Once damaged and not repaired, a gene normally involved in the control of cell division no longer exerts control. As a result, the cell containing that gene is transformed into what can then be called a cancer cell. Usually, cancer cells divide rapidly to produce large numbers of cells which are clones of the original cell but with changed chromosome numbers and structure. One or more clones of cancer cells, normal skin cells and blood vessels may combine to form a swelling called a tumor. All three types of skin cancers form tumors that show a lot of variety in size, shape and color.

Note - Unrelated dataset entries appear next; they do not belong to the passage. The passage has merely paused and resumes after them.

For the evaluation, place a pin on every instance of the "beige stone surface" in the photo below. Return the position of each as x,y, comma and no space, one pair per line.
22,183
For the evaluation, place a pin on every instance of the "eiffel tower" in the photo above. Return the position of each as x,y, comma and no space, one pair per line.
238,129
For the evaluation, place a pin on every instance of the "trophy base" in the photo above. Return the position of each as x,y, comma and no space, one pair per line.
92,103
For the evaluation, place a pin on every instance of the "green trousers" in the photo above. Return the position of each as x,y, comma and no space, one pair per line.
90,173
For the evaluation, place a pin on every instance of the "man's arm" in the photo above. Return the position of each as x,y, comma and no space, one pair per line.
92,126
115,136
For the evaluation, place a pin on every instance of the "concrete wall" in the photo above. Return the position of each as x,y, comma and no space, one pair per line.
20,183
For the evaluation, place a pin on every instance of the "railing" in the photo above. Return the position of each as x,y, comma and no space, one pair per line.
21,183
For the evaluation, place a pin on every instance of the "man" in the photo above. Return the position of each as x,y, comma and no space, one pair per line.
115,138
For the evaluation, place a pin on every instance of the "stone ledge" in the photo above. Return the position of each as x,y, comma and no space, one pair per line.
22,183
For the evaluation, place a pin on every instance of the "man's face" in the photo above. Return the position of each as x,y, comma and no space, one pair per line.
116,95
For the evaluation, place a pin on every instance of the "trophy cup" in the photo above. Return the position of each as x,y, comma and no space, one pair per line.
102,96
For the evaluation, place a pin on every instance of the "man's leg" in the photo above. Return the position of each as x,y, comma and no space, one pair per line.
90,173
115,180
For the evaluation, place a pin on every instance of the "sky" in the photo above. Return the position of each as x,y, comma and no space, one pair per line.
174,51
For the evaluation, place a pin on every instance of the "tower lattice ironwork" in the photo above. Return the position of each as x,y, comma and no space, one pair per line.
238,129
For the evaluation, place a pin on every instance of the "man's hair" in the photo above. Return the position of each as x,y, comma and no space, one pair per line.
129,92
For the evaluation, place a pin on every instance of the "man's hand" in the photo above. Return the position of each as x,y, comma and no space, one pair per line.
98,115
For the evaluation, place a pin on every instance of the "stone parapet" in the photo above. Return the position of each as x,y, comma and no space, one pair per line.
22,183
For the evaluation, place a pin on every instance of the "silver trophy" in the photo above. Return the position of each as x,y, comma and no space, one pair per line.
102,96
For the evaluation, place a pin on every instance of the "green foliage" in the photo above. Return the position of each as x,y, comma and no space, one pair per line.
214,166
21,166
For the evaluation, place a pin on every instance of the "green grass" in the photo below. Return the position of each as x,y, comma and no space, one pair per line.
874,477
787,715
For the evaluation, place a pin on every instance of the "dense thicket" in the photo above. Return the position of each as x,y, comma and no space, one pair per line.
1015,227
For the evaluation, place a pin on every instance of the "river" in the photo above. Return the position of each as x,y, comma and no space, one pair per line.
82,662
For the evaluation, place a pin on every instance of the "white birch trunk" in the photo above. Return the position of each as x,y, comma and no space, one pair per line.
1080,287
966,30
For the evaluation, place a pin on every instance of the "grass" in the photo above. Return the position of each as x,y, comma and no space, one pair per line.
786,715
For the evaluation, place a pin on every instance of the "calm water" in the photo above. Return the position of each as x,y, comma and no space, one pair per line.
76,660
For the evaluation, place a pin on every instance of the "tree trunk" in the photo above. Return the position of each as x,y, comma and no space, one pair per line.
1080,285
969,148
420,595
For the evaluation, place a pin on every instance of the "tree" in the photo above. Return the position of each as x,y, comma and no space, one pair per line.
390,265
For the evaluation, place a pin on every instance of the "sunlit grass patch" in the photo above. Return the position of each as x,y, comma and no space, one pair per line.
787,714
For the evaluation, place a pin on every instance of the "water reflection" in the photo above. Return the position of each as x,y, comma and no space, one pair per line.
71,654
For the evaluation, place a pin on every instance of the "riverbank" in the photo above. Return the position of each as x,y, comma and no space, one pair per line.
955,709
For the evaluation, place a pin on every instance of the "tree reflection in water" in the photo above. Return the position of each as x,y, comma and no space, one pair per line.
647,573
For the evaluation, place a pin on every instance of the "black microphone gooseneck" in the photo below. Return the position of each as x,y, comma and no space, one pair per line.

6. How do skin tumors become deadly?
Skin tumors contained in their growth and not invading surrounding normal tissue are called benign, meaning they are not harmful. Expanding tumors can invade nearby tissues and interfere with normal functions. However, a primary invasive skin tumor becomes possibly deadly when cancer cells detach, migrate through the walls of blood vessels and arrive at other parts of the body. The tumor is then malignant and the spread is called metastasis. Located in new organs, the skin cancer cells can divide rapidly to form secondary tumors that may disrupt organ function and cause death.
7. When do they become deadly?
Benign skin cancers may remain permanently in that state throughout the rest of life or they may eventually become malignant. In some cases, however, a primary tumor may become malignant relatively quickly. MM is the leading cause of death from skin disorders and is more likely to progress rapidly than NMSC. Both NMSC and MM affect adults of all ages and increase in incidence with age. Death from NMSC, however, is strongly concentrated among elderly people. MM, on the other hand, is often fatal at young ages in fact the average age at death from MM is younger than that of most other kinds of cancers.
8. Who is at risk?
Many risk factors have been associated with relationship between human skin cancer and exposure to sunlight. Most skin cancers appear to be sporadic but all three kinds show familial susceptibility so there is a genetic component. People with light-colored skin, fair hair and blue eyes are more likely to develop skin cancers after excessive exposure to sunlight than are darker-skinned people. Outside workers and people with outdoor recreational lifestyles, with chromic exposure to sunlight are more prone to developing NMSCs than inside workers but this does not seem to be so for MM.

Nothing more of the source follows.